Savely cycles through quite a few lives in the book, serving as a rat catcher at the Tretyakov Gallery and having to co-habit, albeit briefly, with a parrot named Iggy, a situation not fated to end well. Then he's hosted by a young Kirgiz man who rescues Savely after he’s attacked and left badly injured. After Askar is fired from his job at Gorky Park he finds work as a bicycle deliveryman and brings Savely with him. They even deliver food to a theater backstage in a scene that seems to include Sluzhitel in a cameo appearance.
Savely wants to see the world (or at least Moscow) and even gives the impression of being something of an existentialist with a phobia for commitment, too. At least, that is, until he meets a beautiful young cat, in some of the book’s nicest passages, and starts a happy cat-family life in a doghouse with his love and a dog
In his introduction to Savely’s Days, Eugene Vodolazkin says that Sluzhitel draws on his acting skills and becomes a full-fledged cat in the novel. Indeed, Sluzhitel is so good at writing about a cat’s life that at certain point Savely’s descriptions of his own life are more convincing than his passages about his humans’ backstories. The humans’ stories feel like slivers of a portrait of Moscow in the twenty-first century, but they only really come alive when Savely is interacting with his people in some way, by climbing into the teapot, observing Vitya’s grandmother, or making sushi deliveries. Or sitting inside someone’s coat on a park bench during a time of mourning.

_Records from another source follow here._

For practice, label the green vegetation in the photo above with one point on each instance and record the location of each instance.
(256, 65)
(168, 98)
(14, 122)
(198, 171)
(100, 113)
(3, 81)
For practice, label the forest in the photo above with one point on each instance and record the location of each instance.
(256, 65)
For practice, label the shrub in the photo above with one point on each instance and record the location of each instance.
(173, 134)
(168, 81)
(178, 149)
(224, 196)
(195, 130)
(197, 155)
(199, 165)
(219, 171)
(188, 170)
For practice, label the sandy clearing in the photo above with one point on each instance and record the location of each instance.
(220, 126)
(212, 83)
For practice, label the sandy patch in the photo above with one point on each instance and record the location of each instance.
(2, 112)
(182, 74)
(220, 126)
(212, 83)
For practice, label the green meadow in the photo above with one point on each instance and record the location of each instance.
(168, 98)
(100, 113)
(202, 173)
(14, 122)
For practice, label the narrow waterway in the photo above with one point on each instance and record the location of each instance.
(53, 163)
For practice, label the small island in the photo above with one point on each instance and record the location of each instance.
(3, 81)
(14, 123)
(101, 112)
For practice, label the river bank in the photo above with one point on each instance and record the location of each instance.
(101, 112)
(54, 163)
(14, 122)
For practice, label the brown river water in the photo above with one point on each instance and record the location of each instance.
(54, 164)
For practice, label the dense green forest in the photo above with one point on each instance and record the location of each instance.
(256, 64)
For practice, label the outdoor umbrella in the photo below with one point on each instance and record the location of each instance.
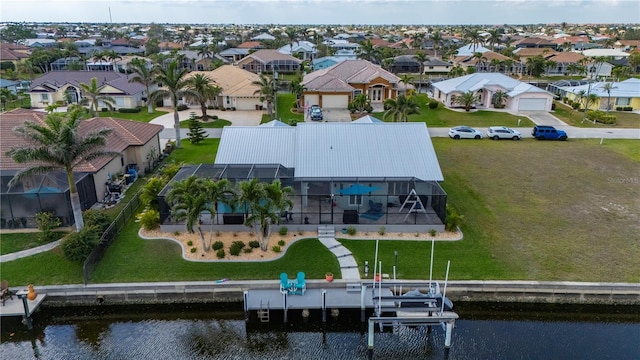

Somehow this doesn’t just feel like a matter of Shklovsky’s defamiliarization, something else Vodolazkin mentions in his introduction. It feels as if Sluzhitel’ isn’t just showing the world from a novel perspective. He’s an actor who’s an author (and an author who’s an actor) and channels his inner catness to thoroughly inhabit a character who’s not even of his own species. In doing so, he manages to find an internal logic for his text that makes the feline perspective feel perfectly natural, as if it’s not just a literary device. Savely may be a cat but he can tell a story – an exceedingly rare quality these days – at least as well as he can chase his tail.